If you have a criminal history and are seeking to earn admission to a highly selective college, today could mark the start of a turning tide in college admissions. The United States Department of Education is in favor of colleges not asking applicants about past criminal convictions. Indeed today, the Secretary of the U.S. Dept. of Education, John B. King Jr., announced on the campus of UCLA that colleges should get rid of any potential barriers to admission for students seeking college educations who have previously been arrested.

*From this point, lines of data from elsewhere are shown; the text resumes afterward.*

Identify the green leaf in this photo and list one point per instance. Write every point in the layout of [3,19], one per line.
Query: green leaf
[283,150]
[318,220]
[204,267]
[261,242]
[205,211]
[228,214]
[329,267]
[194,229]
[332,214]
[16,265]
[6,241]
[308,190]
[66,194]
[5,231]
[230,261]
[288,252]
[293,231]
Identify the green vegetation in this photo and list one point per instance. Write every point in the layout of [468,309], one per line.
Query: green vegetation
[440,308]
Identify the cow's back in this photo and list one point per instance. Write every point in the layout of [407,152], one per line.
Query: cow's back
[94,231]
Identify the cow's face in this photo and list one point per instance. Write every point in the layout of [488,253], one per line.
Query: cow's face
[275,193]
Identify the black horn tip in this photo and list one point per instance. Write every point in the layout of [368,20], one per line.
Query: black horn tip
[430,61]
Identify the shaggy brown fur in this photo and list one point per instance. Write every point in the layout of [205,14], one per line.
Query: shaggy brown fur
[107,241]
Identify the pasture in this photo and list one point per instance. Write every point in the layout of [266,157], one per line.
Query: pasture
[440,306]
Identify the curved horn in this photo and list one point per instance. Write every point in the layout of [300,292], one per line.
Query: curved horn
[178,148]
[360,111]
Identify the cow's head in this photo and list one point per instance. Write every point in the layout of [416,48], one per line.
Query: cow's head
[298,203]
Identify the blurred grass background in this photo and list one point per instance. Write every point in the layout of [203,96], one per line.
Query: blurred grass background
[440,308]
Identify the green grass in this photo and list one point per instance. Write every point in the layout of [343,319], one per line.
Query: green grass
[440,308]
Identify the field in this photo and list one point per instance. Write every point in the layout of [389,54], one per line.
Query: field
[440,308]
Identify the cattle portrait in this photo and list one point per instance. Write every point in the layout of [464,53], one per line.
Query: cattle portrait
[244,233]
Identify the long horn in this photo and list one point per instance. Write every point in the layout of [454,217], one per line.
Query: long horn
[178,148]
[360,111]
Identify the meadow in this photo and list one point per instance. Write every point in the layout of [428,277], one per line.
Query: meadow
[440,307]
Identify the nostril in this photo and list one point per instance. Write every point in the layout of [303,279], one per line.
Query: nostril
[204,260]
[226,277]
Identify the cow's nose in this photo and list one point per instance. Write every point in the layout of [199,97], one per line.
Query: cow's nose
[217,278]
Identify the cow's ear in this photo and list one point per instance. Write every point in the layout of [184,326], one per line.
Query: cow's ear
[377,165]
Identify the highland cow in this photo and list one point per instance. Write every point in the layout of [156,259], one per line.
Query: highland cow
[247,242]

As stated in the press release put out by the U.S. Department of Education, “‘We believe in second chances and we believe in fairness,’ U.S. Secretary of Education John B. King Jr. said. ‘The college admissions process shouldn’t serve as a roadblock to opportunity, but should serve as a gateway to unlocking untapped potential of students. As nation we must work to make that commonplace. We must ensure that more people, including those who were involved in the criminal justice system in their past but paid their debt to society, have the chance at higher education opportunities that lead to successful, productive lives, and ultimately create stronger, safer communities.'”

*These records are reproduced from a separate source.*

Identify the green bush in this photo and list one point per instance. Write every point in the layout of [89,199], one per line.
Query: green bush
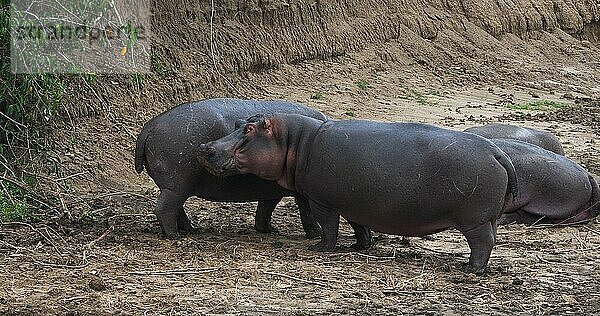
[29,105]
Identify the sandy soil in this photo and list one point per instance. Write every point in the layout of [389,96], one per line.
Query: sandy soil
[106,256]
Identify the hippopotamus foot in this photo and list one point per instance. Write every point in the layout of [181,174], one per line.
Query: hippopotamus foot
[330,223]
[184,223]
[364,237]
[170,214]
[309,224]
[481,240]
[262,220]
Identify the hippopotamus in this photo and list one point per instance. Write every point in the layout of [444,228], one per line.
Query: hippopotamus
[528,135]
[167,147]
[398,178]
[552,188]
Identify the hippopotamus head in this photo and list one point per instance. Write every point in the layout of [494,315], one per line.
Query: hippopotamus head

If you were the parent of a student on a college campus, would you want to know if there were convicted criminals on that very campus? Likely so.
We’ve written rather extensively over the years about the disciplinary question in college admissions. But a student being disciplined by a school and a student having a criminal background are two very different things. While in theory we support the stance of the U.S. Department of Education — we too believe in second chances, in redemption — we also believe colleges should know if they’re admitting students who have committed serious crimes. After all, people who commit serious crimes are more likely than are people who have never committed serious crimes to commit serious crimes again. We want students and their parents to feel that college campuses are safe. And while this seems a laudable stance by the U.S. Department of Education, we’re not so sure we stand behind it. Do you?